Phnom Penh calling

I Khmer Rossi hanno lanciato un’offensiva su Phnom Penh, l’Agenzia France-Presse riporta di infiltrazioni nel quartiere di Toul-Kork, nel nord-ovest della città, provocando il panico” – Le Monde, 16 aprile 1975.
Archivio storico Le Monde

Phnom Penh è libera. L’intera Cambogia, dopo cinque anni e 29 giorni di guerra, è libera. Le forze armate popolari di liberazione nazionale sono entrate questa mattina nella capitale da tutte le direzioni” – L’Unità, 18 aprile 1975.
Archivio storico L’Unità
Qui un reportage di Repubblica del 2005.

Cambogia

L’Unità – 18 aprile 1975

Ricorrenze. Commemorazioni.
40 anni fa esatti, i Khmer Rossi di Pol Pot, Noun Chea, Ieng Sary e Khieu Samphan entravano nella capitale cambogiana Phnom Penh, “liberandola” dalla dittatura di Lon Nol.
Così, mi accingevo a scrivervi un post. E, mentre raccoglievo le idee, mi sono soffermato un secondo. Cattiva idea, perché in quel momento mi sono chiesto: che senso ha scrivere oggi dell’ingresso dei Khmer Rouges a Phnom Penh?

Quarant’anni sono passati e se fossero stati 200 avremmo sentito meno la differenza.

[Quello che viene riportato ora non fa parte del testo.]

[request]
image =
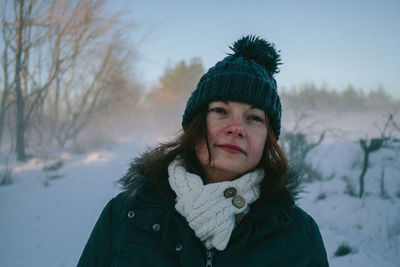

Basta guardare i titoli de L’Unità per restare basiti al “Caloroso messaggio del PCI al FUNK“.
Oggi quel “caloroso messaggio” sarebbe un tweet istantaneo ed instantaneamente dimenticato.
Curioso: anche il dimenticare aveva un tempo diverso quarant’anni fa.

Quarant’anni sono passati ed i processi marciano sempre sul pantano, in attesa di aggiungere qualche altra condanna giuridica a quelle storiche che nel frattempo si sono accumulate.

Quarant’anni sono passati e le storie si perdono.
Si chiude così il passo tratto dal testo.